La Cour européenne de Justice vient d’annuler une décision de l’Union européenne qui avait gelé les avoirs des Moudjahidine du peuple, mouvement de la résistance iranienne en exil à Auvers-sur-Oise. Mais ce mouvement, figure toujours sur la liste européenne des organisations terroristes.

« Le Conseil des ministres européen doit présenter ses excuses à l’OMPI et dédommager le peuple iranien pour les terribles préjudices causés » a commenté Maryam Rajdavi, (épouse du fondateur historique des Moudjahidine du peuple Massoud Radjavi) et dirigeante du Conseil national de la résistance iranienne exilé à Auvers-sur-Oise. Selon elle, il s’agit de la « preuve de la légitimité de la résistance contre le fascisme religieux en Iran » et de « victoire de la justice sur les intérêts économiques ». Maryam Rajavi réclame la levée de toutes les mesures contre les Moudjahidine.

D’abord protégés par les autorités françaises sur leur site d’Auvers-sur-Oise, les Moudjahidine du Peuple ont été classés en 2002 « organisation terroriste » par l’Union européenne à l’instigation des Etats-Unis. La raison principale était le soutien de Saddam Hussein aux camps de Moudjahidine basés en Irak et d’où partaient des actions de harcèlement du régime des mollahs d’Iran.
Une « liste noire » est actualisée chaque année selon des procédures restées secrètes. Elle vise actuellement 48 groupes ou mouvements considérés comme terroristes, dont le Hamas palestinien.
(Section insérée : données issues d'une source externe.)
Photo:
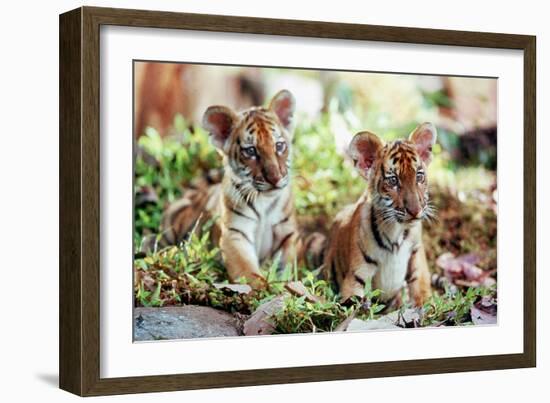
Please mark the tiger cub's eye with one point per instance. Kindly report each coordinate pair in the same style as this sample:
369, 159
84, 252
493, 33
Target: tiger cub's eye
249, 152
280, 147
391, 181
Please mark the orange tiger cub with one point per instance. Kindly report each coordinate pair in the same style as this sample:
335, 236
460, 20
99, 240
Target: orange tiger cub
379, 238
254, 203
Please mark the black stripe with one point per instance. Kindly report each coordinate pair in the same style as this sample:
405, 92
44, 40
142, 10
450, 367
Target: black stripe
376, 232
359, 280
283, 242
237, 212
367, 258
333, 272
284, 220
410, 277
238, 231
251, 206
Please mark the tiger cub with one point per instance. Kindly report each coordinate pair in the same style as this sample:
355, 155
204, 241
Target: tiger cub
379, 238
254, 203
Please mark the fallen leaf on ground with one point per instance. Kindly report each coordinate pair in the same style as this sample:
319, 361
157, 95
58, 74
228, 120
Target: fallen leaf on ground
234, 288
462, 270
260, 322
484, 311
357, 325
298, 289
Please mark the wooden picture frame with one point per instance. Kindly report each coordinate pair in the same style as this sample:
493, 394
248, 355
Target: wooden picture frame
79, 348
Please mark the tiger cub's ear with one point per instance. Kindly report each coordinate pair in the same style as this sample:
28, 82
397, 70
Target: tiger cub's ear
219, 121
363, 149
283, 105
423, 137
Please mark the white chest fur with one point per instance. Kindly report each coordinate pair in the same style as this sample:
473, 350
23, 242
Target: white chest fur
270, 212
392, 269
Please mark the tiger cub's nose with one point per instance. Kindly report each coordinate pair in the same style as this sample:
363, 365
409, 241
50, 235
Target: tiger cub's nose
273, 178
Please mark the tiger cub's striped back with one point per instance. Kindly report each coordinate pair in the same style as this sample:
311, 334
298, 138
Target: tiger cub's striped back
379, 238
253, 204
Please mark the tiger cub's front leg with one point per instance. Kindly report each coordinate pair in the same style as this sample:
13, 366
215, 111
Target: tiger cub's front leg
418, 277
239, 255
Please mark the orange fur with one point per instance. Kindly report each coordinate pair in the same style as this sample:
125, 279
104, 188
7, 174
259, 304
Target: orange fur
379, 238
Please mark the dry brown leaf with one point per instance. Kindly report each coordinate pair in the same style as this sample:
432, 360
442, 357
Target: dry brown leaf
234, 288
260, 322
298, 289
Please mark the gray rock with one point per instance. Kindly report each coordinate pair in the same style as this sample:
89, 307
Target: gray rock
182, 322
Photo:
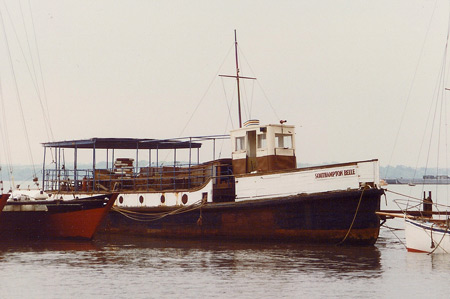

La décision de 2002 a créé un véritable imbroglio juridique : malgré le régime d’occupation américaine en Irak, ces camps ont été maintenus, mais le classement comme « mouvement terroriste » aussi. En France, une rafle fortement médiatisée, menée par l’ancien juge antiterroriste Jean-Louis Bruguière en 2003 a tourné au fiasco. Arrêtés pour terrorisme, Maryam Radjavi et dix autres Moudjahidine du peuple iranien ont été relâchés faute de preuves, et l’instruction ne porte plus que sur l’accusation de « blanchiment » (le mouvement de résistance refusant de révéler l’origine de ses fonds, semble-t-il collectés en Iran auprès de sympathisants et par des actions armées).

Depuis lors, le mouvement de Maryam Rajavi, multiplie les interventions auprès du Parlement européen et de la Cour de justice européenne, avec un succès mitigé. Car malgré le dernier jugement, les Moudjahidine du peuple restent sur la liste noire de l’UE. Selon Jean-Claude Piris, chef des services juridiques de l’UE. Il s’agit d’un problème de procédure.